Turning to the graduates, Mr. Morris cautioned them to rise above acts that have the potential to undermine their educational growth and development.
"Take responsibility for your lives, education, and set positive goals for yourselves and the larger society," he stressed.
"I am calling on each of you to set your own goals for your education and do everything you can to achieve them. Your goal can be something as simple as doing all your homework, paying attention in class, or spending some time each day reading a book. Maybe you'll decide to get involved in an extracurricular activity or volunteer in your community. Maybe you'll decide to stand up for kids who are being teased or bullied because of who they are or how they look, because you believe that all young people deserve a safe environment to study. Maybe you'll decide to take better care of yourself so you can be more ready to learn," he emphasized.

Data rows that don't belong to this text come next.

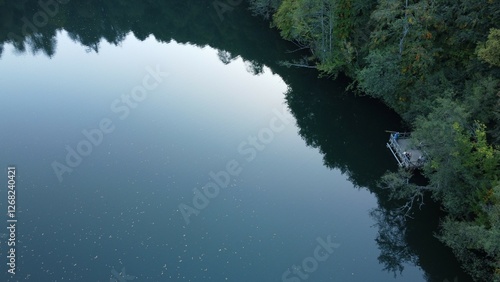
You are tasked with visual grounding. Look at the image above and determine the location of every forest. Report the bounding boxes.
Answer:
[250,0,500,281]
[0,0,500,281]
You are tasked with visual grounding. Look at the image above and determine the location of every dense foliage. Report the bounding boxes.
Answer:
[250,0,500,281]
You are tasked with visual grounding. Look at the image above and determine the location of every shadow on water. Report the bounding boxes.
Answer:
[0,0,470,281]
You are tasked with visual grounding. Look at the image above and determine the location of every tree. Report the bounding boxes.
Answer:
[476,28,500,67]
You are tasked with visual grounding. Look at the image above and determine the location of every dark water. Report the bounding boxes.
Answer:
[0,1,469,282]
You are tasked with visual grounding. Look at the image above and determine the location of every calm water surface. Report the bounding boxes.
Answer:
[0,2,467,282]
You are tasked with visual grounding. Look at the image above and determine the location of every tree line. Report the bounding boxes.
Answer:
[249,0,500,281]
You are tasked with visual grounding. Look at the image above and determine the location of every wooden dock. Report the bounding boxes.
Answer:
[386,132,427,169]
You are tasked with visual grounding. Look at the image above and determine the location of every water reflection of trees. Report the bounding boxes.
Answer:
[0,0,467,281]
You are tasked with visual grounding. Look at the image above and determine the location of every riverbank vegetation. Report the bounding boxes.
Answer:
[250,0,500,281]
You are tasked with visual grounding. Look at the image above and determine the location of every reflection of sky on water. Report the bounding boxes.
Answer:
[0,34,422,281]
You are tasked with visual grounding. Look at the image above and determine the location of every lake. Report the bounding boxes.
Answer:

Meanwhile, Richardson K. Wingbah, Valedictorian of the 12th Grade called on fellow graduates to represent the positive image of the Academy at all times, and remain consistently focus on their educational sojourn to ensure a guaranteed future for Liberia.
For her part, the valedictorian of the Kindergarten class, Genevie Kollie, cautioned her fellow graduates and other students to show determination in pursuit of their positive goals for success in life.
Ms. Kollie outlined preparation, eagerness and competition and time as four of the cardinal steps for success in education.
About 53 students including twenty twelve graders and thirty-three from the kindergarten class graduated.
The occasion, according to the Principal of the New Hope Academy, Wolobah Dennis, marks the Academy's tenth and sixteenth 12 grade and kindergarten graduation respectively.
Meanwhile, Mr. Subozu Roberts, Chairman of the Peace Island Community, has called on the Government of Liberia to fulfill a pledge previously made to improve the community road linking Peace Island to other parts of Monrovia. Floods, erosions and other deplorable conditions of the road prevents students of New Hope Academy and other schools on the Island from attending classes, while more than fifteen thousand residents of the community are restricted from leaving or coming to the Island.
The situation is also caused by heavy floods which often overlapped the road during heavy down pour of rain, Mr. Roberts alarmed.
Also making remarks at the graduation ceremony, the proprietor of the Academy, Rev. Augustine S. Arkoi, cautioned parents and guardians throughout the country to provide extra care for their children as they (children strive for quality education for better future.
This, he said, would ensure that all return to school safe and sound to continue their academic sojourn.
He named some of the problems with the potential to undermine children's development as teenage and unwanted pregnancies, prostitution, among others.
Rev. Arkoi, at the same time, described as a shame for Liberia, a post-war country that is striving for reconstruction to be rated as having one of the highest recorded teenage pregnancies in the world.
He, at the same time, called on parents, guardians, school authorities and the government of Liberia to collectively work towards improving the situation for the betterment of the country.
Rev. Arkoi reiterated that New Hope Academy, would continue to work in partnership with the Africa-Asia Destitute Relief Foundation (ADRF) of South Korea and other partners in expanding the Academy's scholarship program to other parts of Liberia.
More than 150 at-risked youths and children of underprivileged families benefited from scholarship during the past academic year.
Rev. Arkoi is meanwhile calling on educational stakeholders to provide more support to students and other youths for to have access to quality and affordable education consistent with Liberia's as aspirations in line with the millennium Development Goals.